Могут поинтересоваться, как Екатерина докопалась до правды. Скорее всего, не без "помощи" Никиты Ивановича Панина. Ведь тот по-прежнему лелеял надежду переломить ситуацию и пользовался любым удобным случаем для очередной контратаки. Только Екатерина была крепким орешком: во внутренней политике крупных, грубых просчетов почти не совершала, а отдача от имевшихся ошибок международных, причем весьма серьезных, требовала слишком большого промежутка времени. Оттого, наверное, в стране в течение двух лет разразилось несколько политических кризисов, явно кем-то искусственно спровоцированных.
Первым осенью 1762 года грянул заговор Петра Хрущева – Семена Гурьева. Точно не известно, существовала ли связь между братьями Паниными и появлением "пьяных" прожектов некоторых гвардейских офицеров по возведению на престол либо Иоанна Антоновича, либо Павла Петровича, или имя Никиты Ивановича они упомянули всуе. Тем не менее хрущевское дело со всей очевидностью продемонстрировало, что кто-то крайне недоволен воцарением Екатерины и не намерен с этим мириться.

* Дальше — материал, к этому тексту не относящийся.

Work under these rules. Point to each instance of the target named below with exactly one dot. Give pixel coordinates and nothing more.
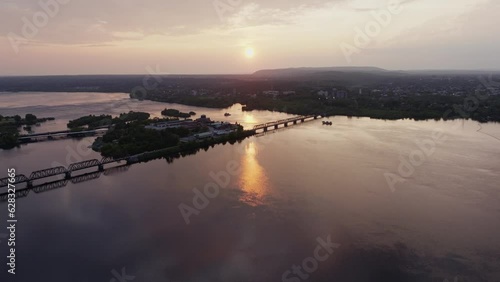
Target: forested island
(134, 133)
(176, 113)
(10, 127)
(351, 91)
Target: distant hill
(290, 72)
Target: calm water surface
(292, 187)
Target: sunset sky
(242, 36)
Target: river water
(399, 201)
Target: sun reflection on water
(253, 180)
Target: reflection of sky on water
(253, 179)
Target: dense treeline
(10, 126)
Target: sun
(249, 52)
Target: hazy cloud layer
(192, 36)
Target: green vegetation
(90, 122)
(176, 113)
(93, 122)
(417, 107)
(10, 126)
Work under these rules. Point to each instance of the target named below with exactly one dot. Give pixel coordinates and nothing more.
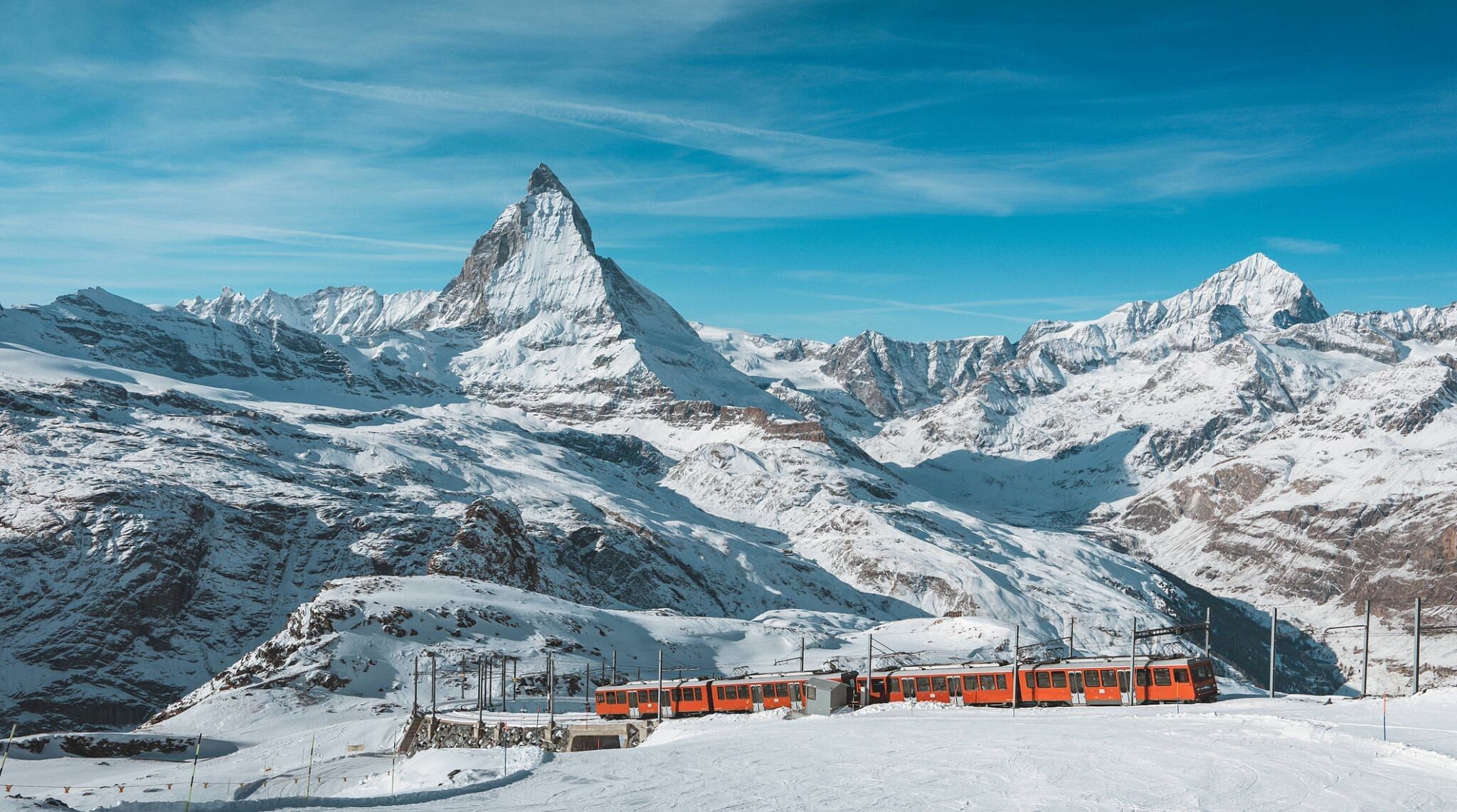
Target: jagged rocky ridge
(176, 481)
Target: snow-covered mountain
(337, 311)
(175, 482)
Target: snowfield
(1246, 753)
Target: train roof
(773, 677)
(1066, 663)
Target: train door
(1124, 685)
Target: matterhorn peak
(545, 181)
(566, 329)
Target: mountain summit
(566, 329)
(1256, 286)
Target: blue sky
(924, 169)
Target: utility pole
(551, 690)
(870, 666)
(1416, 648)
(1016, 664)
(308, 782)
(1208, 625)
(1133, 666)
(1366, 652)
(1273, 625)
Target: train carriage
(642, 700)
(1073, 681)
(767, 692)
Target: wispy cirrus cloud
(1297, 245)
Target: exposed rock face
(492, 546)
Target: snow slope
(1239, 754)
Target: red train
(1102, 680)
(696, 698)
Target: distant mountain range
(176, 482)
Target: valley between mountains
(297, 493)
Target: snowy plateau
(247, 515)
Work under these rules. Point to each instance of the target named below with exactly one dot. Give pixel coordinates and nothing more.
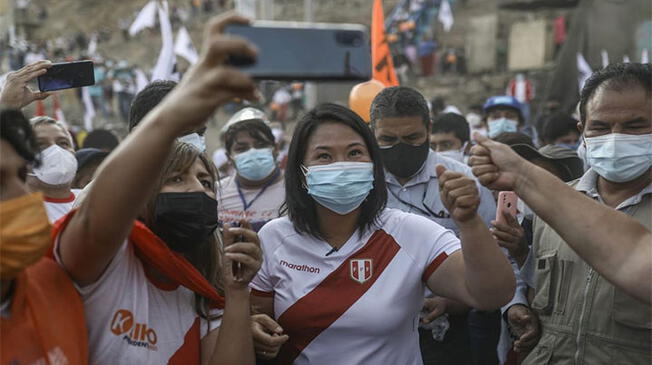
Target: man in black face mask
(400, 120)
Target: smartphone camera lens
(349, 38)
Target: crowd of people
(358, 243)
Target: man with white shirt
(401, 123)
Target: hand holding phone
(507, 202)
(304, 51)
(16, 92)
(67, 75)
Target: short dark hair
(618, 77)
(256, 128)
(300, 206)
(17, 131)
(451, 122)
(513, 138)
(101, 139)
(399, 101)
(147, 99)
(557, 125)
(438, 104)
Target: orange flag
(381, 57)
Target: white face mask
(502, 125)
(194, 139)
(620, 157)
(58, 166)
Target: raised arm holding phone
(170, 188)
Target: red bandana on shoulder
(154, 252)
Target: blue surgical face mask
(500, 126)
(199, 142)
(255, 164)
(340, 186)
(619, 157)
(581, 153)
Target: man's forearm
(481, 256)
(616, 245)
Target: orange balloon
(362, 95)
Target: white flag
(145, 19)
(584, 70)
(166, 59)
(445, 15)
(246, 8)
(141, 79)
(183, 46)
(89, 113)
(92, 45)
(605, 58)
(645, 58)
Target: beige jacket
(585, 319)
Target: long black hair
(299, 204)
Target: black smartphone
(305, 51)
(67, 75)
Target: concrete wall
(481, 43)
(528, 45)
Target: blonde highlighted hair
(206, 258)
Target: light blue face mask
(500, 126)
(619, 157)
(340, 186)
(255, 164)
(199, 142)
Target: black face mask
(185, 221)
(404, 160)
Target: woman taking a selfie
(143, 247)
(343, 276)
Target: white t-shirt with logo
(357, 305)
(133, 320)
(263, 208)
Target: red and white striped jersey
(357, 305)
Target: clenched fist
(459, 193)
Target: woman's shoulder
(395, 221)
(277, 226)
(278, 231)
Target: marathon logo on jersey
(361, 270)
(134, 334)
(299, 267)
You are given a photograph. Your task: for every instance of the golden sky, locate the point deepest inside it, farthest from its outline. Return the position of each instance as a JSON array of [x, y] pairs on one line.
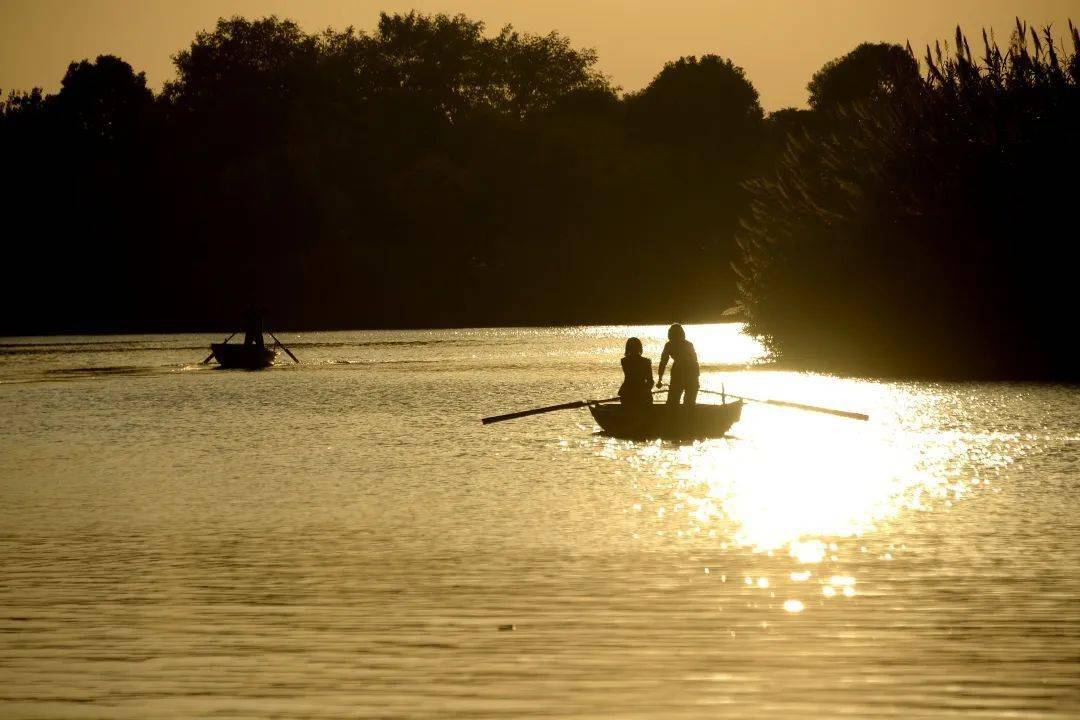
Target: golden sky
[[779, 42]]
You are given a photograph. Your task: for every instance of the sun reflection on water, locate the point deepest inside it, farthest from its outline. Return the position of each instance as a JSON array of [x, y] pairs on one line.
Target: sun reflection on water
[[805, 489]]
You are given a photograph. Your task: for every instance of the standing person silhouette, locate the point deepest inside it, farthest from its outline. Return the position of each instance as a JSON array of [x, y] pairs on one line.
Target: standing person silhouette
[[685, 370], [253, 328], [636, 376]]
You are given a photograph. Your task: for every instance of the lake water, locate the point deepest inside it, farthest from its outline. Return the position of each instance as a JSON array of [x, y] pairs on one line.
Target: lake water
[[343, 539]]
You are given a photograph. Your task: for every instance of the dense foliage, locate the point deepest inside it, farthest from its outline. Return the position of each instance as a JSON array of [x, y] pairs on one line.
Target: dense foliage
[[912, 220], [928, 229], [422, 174]]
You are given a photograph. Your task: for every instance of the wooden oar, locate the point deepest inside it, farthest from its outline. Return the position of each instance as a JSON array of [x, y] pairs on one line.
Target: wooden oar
[[796, 406], [551, 408], [212, 354], [283, 347]]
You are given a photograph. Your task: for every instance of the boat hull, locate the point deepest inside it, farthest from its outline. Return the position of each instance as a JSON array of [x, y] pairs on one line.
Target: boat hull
[[670, 423], [246, 357]]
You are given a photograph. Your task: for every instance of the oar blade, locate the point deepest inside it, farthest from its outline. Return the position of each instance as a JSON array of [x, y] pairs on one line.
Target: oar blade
[[525, 413], [814, 408]]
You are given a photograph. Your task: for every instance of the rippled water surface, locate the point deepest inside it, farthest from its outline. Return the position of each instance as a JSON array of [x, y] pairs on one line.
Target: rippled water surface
[[345, 539]]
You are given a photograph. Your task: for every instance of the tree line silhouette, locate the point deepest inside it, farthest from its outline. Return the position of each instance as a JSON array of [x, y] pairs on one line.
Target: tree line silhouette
[[428, 174], [424, 174], [927, 227]]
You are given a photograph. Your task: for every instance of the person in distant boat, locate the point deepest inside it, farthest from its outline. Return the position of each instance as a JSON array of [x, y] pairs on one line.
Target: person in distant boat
[[253, 328], [636, 389], [685, 370]]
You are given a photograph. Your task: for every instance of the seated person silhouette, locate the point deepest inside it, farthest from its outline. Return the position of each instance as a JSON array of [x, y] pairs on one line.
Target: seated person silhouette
[[636, 376]]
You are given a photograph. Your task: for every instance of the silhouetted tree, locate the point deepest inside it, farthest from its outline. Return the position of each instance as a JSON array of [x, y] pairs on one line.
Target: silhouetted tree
[[927, 238], [872, 72]]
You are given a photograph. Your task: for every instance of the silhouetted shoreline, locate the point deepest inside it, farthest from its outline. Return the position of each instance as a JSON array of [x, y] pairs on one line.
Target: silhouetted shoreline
[[431, 174]]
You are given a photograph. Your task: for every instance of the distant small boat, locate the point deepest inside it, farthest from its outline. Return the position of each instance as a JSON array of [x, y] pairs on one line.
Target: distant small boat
[[247, 357], [670, 423]]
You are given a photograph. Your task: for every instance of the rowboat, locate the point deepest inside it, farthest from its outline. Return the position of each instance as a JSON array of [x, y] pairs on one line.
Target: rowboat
[[247, 357], [666, 422]]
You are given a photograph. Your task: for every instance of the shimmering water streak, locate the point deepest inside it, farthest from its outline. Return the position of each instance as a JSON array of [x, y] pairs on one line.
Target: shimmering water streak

Второй форс-мажор потряс Москву через полгода. В мае 1763-го старик А. П. Бестужев-Рюмин взбудоражил общественность подпиской под призывом к государыне выйти замуж за достойного подданного. Народ быстро смекнул, за кого именно. За Григория Орлова, естественно. План отставного канцлера возмутил дворянство, и некто иной, как Н. И. Панин тут же возглавил оппозиционное движение по недопущению превращения русской императрицы в госпожу Орлову. Хотя уничтожить политически, а то и физически знаменитое семейство Панины не сумели, кампания по дискредитации братьев – героев 1762 года – изрядно подпортила имидж и самих Орловых, и благоволившей им царицы.
Наконец, 5 июля 1764 года подпоручик Смоленского пехотного полка, с осени 1763 года расквартированного в Шлиссельбурге, Василий Яковлевич Мирович, до 1763 года флигель-адъютант П. И. Панина, попробовал освободить Иоанна Антоновича. Опять же никаких прямых улик против Паниных у историков нет. Однако ответ на закономерный вопрос – кому выгодно – не оставляет сомнений: исключительно Никите Ивановичу Панину! Цель организатором акции преследовалась одна: возбудив вторым цареубийством общественное негодование против Екатерины, вывести на улицы петербуржцев, как военных, так и гражданских, чтобы устроить новую Славную революцию, на сей раз в пользу цесаревича Павла Петровича. Инициатор переворота хорошо знал, что два офицера, охранявшие узника, во исполнение высочайшей инструкции от 3 августа 1762 года, завизированной Н. И. Паниным, должны подопечного при малейшей угрозе захвата кем-либо "умертвить, а живаго никому его в руки не отдавать" (§ 4). Посему лидеру мятежа предстояло предпринять совсем ничего: во-первых, найти и провести душевную беседу с обиженным и готовым на "подвиг" человеком; во-вторых, отослать подальше из столицы государыню.